美文网首页心情随笔散文
一个非典型文学青年的眼泪、欢笑和思想

一个非典型文学青年的眼泪、欢笑和思想

作者: 笑忘斋 | 来源:发表于2022-12-01 13:28 被阅读0次

    1.当巴金先生成为一个思想的幌子

    巴金先生可以充满生命激情,毫不加节制地向青年人尽诉他的衷肠,顺便在文学的长廊留下属于自己的青年世界,因为他是巴金。

    我不是巴金,无法成为第二个巴金式的作家,只有一些关于文学的似真似幻的记录与想象。在我有限的青春和能够设想的不久将来,依旧只好是如今一样的寂寂无名,继续脚踏实地做梦,日日夜夜,任梦中的真情死火一般的熄灭又死灰复燃。

    或许与巴金先生相比,我有资格在文学这条路上精进的潜质本不少,有时我想所缺大概只是一些运气。我常常把这运气归结为时代降落在个人身上的使命和个人在时代中所获得的启示,说到底我悻悻于自己生不逢时,然而倘若恰逢先生的那个时代,我又能为自己这孱弱庸俗的生命挣得几分血性同激情呢?或许我本不该与先人妄自作比,这既不能显得我对文学的野心,也使自己本就枯涩的文字又多了些贬义的卖弄和惆怅。

    在文学这条路上,我想自己是无从启蒙的,纵然有,也该是一种迟来的点醒与纠正。大概是我天生的气质便与文学相近,即使缺乏文学名著的引导,也天然地感受着周围一切与文学有关、除文字以外的质素。

    我并不为自己而流的无端的眼泪常常很多:

    有时是小镇街道上匍匐在地的乞讨者,有时是集市里卖不完菜而苍老悲凉的眼神,有时是路过的丧礼上,一个陌生人面容平和的灰色相片,有时是春天夕阳下,湖水升起柳丝间的恍惚雾影,有时是在一个开阔地带,天地之间仿佛什么都曾有过又什么都终于死灭了,最后以悲壮的无声之声宣告我的不存在……

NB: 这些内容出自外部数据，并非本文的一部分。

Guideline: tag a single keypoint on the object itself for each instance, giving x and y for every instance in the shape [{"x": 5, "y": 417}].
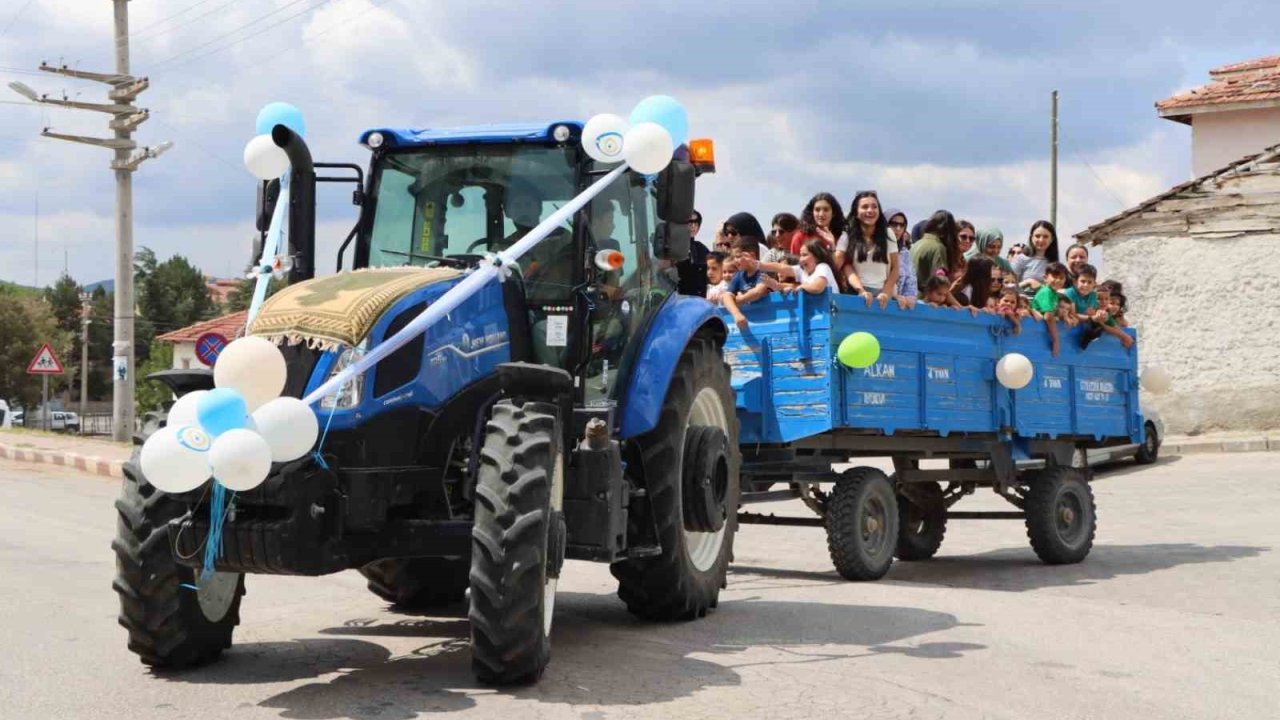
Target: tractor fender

    一种先于我之前的不知为何物,总以它莫名的力量,将我引向沉思又宣判沉思的虚幻,使我习得了独立的本领,于人群之中叛逃后又反证这种叛逃的不智;拯救我又丢弃我,肯定我又质疑我,待我总算残喘着再度相信并付诸实践,不假装思想也不盲目凿空,才知道青春的这些时日已所剩不多,生命的能量已挤不出更饱满的热情和向往。

    然而心底里不能平息,也不肯平息,无数个起落转折就像梦一样的失去了方向,只隐隐不甘,隐隐渴望,日渐强化另一股抵抗的力,不知朝什么方向作何抵抗。

    如果这便是我天性当中文学质素的源头,在不断地体验、不断地对抗、不断地回避中,尔后滋长出不驯又迂阔的思考方式,笑的方式,眼泪的方式,那么假如时间倒转,我是否能够以另外一种截然不同者全新地介入同样一个世界?我是否愿意犹如剔肉削骨般——将我独立(或许空洞)之精神,自由(或许荒诞)之思想,欢笑,眼泪以及一个个于暗的夜光里微弱闪烁的梦——毫不留恋地舍弃了重来呢?我时刻警醒于此类问题的出现,但并不能阻止更无法拒绝它们对我的屡屡追问。

    大概除了穿衣吃饭之外,人总要在精神上为这人生留下些默默耕耘的痕迹,假使最终仍然难有收获,假使盲人摸象般得出的只是似是而非的悬疑。但你的虽然微不足道的思想曾经也像著书立论的伟大先贤一样,有过那样一二刻碰撞出了火花,为这个异于自身却又包含自身的世界发出过叹问,渺小如你这样的个体,也该是万物生灵中间独自飞扬了造化神秀的一念。

    所以巴金先生,我从今不会再与你作任何比较,我也不会和任何人作比较。这世上任何一个全新灵魂的每一次诞生,都应该为世所惊动,也包括我自己。

    2.关于我的“非典型”

    在我所自定义的“非典型文学青年”中,“非典型”与“文学青年”是天然的一致与背离。因其一致,于是可以组合成一个现阶段的我,又因其相互背离,现阶段的我能否维持或究竟维持多久与否,却是一个不稳定。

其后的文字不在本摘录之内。